Doch weil die Nimby-Haltung etwas zutiefst Emotionales ist, bleibt das Rationale oft auf der Strecke: Die große Welt da draußen soll funktionieren, aber eben da draußen.
Not in my backyard! Soll Fortschritt doch gern in anderer Leute Hinterhof entstehen! Klingt darin nicht ein wenig das St.-Florians-Prinzip an? „Heiliger Sankt Florian, Verschon’ mein Haus, zünd’ and’re an!“ Nun muss man ja nicht gerade anderen Böses wünschen, vielleicht trifft ein anderes Bild die Nimby-Haltung besser: „Wasch mir den Pelz, aber mach mich nicht nass.“
Ist die Akzeptanz eine Frage der Distanz? Ja, eindeutig. Die Liebe zum Fortschritt schrumpft, je näher er an den eigenen Gartenzaun rückt. Eine Weiterentwicklung, also gesellschaftlicher und auch technischer Fortschritt, muss zwar sein, und da ist jeder Ort recht, solange er „Anderswo“ heißt. Je kleiner der Abstand, desto massiver und emotionaler die Kritik, einfach weil sich die Menschen nun konkret betroffen fühlen – und Angst bekommen. Die zutiefst menschliche Angst vor Veränderung.

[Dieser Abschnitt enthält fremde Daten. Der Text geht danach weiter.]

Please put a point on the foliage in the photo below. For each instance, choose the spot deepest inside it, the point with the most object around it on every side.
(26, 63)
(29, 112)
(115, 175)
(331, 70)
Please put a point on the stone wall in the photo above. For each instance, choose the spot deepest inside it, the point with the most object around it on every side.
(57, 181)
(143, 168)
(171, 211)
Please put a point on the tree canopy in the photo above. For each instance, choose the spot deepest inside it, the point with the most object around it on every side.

Denn das Neue bringt stets viele Fragezeichen mitsich. Fragezeichen, die an den Grundmauern der eigenen Lebensplanung rütteln. „My home is my castle“ – und das Windrad, die Bahnlinie, sind der Feind, der diese „Burg“ zum Einsturz bringen will.
Am Garten von Demokraten
Die Nimby-Haltung ist wie eine Trutzburg zum Selbstschutz. Steht die Veränderung vor den Mauern des eigenen backyard, wird die Zugbrücke hochgefahren – Schotten dicht. Nimby als letzte Verteidigungslinie. Maximale Widerstandskraft, minimale Verhandlungsbereitschaft. Aber genau die braucht eine fortschrittsfreundliche Gesellschaft. Was also tun? Geordneter Rückzug: Mit jedem zusätzlichen Meter backyard-Schutzzone wächst die Chance, die unterschiedlichen Interessen besser aufeinander abzustimmen. Kann das Windrad nicht 250 Meter weiter entfernt stehen? Der Autoverkehr der Eltern zur Kita kann doch klüger geregelt werden! Bei entschärfter Bedrohungslage steht nicht mehr das kategorische „Ob“ im Mittelpunkt der Projektplanung, sondern das „Wie“. Das „Nein“ weicht einem „Ja, aber“.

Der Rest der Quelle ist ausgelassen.